I adjusted, my body changed as my front paws shifted into long fingers. I reached up to grab a low branch. I swiftly climbed up into the canopy, letting the new shape of my tail wrap around branches to help me keep my balance as I moved swiftly from one old-growth branch to another until I was above the source of that intoxicating scent. I could feel the hounds on the other side of the barrier, pacing as they waited to see if she would re-emerge. They knew that to cross the boundary was to enter my domain, and any that entered would feed the roots of my trees.
The mundane human was wearing the garments of the school, the vivid red that marked her as easy prey at the bottom of the unnatural hierarchy there. The flimsy skirt exposed the thick roundness of her thighs as she sat in a pile of crushed ferns, bent down from the weight of her body falling into them. She was leaning forward, examining a turquoise bell flower, her eyes wide as the joy on her face radiated onto the flower, just as potent as sunshine. I could see the flower drinking it in, moving too subtly for a human to notice as it practically shimmered with happiness.
"You are so beautiful," the human said as she brushed a strand of long brown hair behind her ear. She reached out and gently stroked the edge of the petal, and the bellflower sang out.
Then all the flowers around it began to sing with it, delighted at the attention.
"Oh shit!" the human straightened, lurching up to her feet as she clasped both her hands over her mouth for a moment. "No no no, shuuuush!"
She looked all around her, her entire body tense as she waited for something to jump out at her.
It wasn't going to me, not yet.
"Where did the hounds go?" she whispered.
A lump on her shoulder shifted, a spritekin, draconian-shaped. It was emerald green, and the mohawk of spice leaves growing from its spine labeled it in my mind as a Saffrill, a type of spritekin that lived for a long time if they managed to evade capture by the Aos sí, who valued them for only what they could use them for. The one on her shoulder was fully grown, which meant it was older than even I was. Since it was with a mundane human, it must have entered into a familiar bond with her. Humans were useful for feeding their familiars, or any creature that feasted on them, with magical power.
The Saffrill was likely mind-speaking to its human, given the shifts in the human's facial expression from fear to relief. Then the Saffrill lifted her claw, pointed directly at me without even so much as glancing at me. I smiled as the human looked in my direction, her eyes roaming over the leaves that obscured me from her view. I felt a part of me change, as I let out a thick aroma, my body reacting in kind to the scent of the human.
"Why do I have to be polite to a tree?" the human asked. "Also, why does it smell so good?"

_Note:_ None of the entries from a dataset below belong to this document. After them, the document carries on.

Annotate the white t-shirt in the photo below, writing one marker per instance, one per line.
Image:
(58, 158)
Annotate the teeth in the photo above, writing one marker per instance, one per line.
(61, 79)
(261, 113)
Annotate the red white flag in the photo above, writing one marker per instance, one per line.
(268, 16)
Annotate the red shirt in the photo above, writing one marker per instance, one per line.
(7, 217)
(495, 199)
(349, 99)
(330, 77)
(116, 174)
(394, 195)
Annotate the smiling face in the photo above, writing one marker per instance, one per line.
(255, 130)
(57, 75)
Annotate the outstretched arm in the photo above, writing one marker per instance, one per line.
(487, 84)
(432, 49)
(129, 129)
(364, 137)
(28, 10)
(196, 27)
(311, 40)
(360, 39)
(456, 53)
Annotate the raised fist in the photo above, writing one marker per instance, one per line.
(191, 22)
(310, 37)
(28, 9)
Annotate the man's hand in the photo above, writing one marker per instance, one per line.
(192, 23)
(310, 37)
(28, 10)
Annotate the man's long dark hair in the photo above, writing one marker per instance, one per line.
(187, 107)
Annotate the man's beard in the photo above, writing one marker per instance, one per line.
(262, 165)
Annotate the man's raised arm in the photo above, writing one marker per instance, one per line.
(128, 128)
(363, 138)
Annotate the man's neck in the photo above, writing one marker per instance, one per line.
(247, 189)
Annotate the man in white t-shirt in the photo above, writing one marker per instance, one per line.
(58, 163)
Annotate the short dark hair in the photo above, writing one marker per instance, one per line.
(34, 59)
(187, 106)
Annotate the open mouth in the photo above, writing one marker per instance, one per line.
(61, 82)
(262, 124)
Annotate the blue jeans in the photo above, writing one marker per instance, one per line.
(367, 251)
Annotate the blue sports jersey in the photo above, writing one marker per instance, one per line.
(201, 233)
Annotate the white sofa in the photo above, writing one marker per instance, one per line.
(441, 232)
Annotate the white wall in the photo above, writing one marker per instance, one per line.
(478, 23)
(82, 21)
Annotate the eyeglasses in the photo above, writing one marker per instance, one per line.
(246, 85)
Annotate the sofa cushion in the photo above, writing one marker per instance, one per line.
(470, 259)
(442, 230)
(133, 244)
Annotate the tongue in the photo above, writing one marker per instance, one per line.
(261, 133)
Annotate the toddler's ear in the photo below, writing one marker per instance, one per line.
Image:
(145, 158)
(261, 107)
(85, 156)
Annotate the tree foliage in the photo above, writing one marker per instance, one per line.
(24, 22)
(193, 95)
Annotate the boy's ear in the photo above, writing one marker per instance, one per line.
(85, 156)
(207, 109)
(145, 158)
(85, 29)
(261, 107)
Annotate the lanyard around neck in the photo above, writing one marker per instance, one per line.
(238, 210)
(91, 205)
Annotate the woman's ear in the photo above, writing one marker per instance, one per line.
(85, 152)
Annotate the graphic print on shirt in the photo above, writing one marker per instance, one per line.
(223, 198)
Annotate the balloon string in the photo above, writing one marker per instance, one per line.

The Saffrill opened and closed her wings rapidly, slapping the leathery skin against the human's cheek.
The human rolled her eyes. "Ok fine."
She walked over to the base of my tree, grabbed the edges of her skirt, and put one foot behind the other. She bent at her knees, pulling her skirt out as she dipped lower for abrief moment. She looked at the Saffrill on her shoulder again. "Servant? Really?"
The Saffrill nodded.
The human took a big breath, then spoke out, staring at the trunk of the tree I perched in. "Oh great Lord of the Forest, please forgive our intrusion and grant us life within your lands. I am the... servant and bearer of the great and wonderful Veveron who seeks a land worthy of her eggs."
The human lowered her voice. "I didn't know you laid eggs."
That explained why the Saffrill had chosen the human. When it came time for them, they would wander for great distances until they found the perfect nesting place. This one must not have found any worthy of her in the Mundane and decided to try her luck by hitching a ride to the magic realm. However, there was a complication in my accepting their plea.
"You, human, smell like a mate," I said, letting my voice rumble, enhanced by the trees that carried the depths of its vibrations.
The human startled as she looked all around, seeking the origin of my voice. I would let her see me soon, but not as I was. I climbed down the back of the tree so she wouldn't see me, then let my body shift, following the pathways of my intentions, changing to meet the need that I had.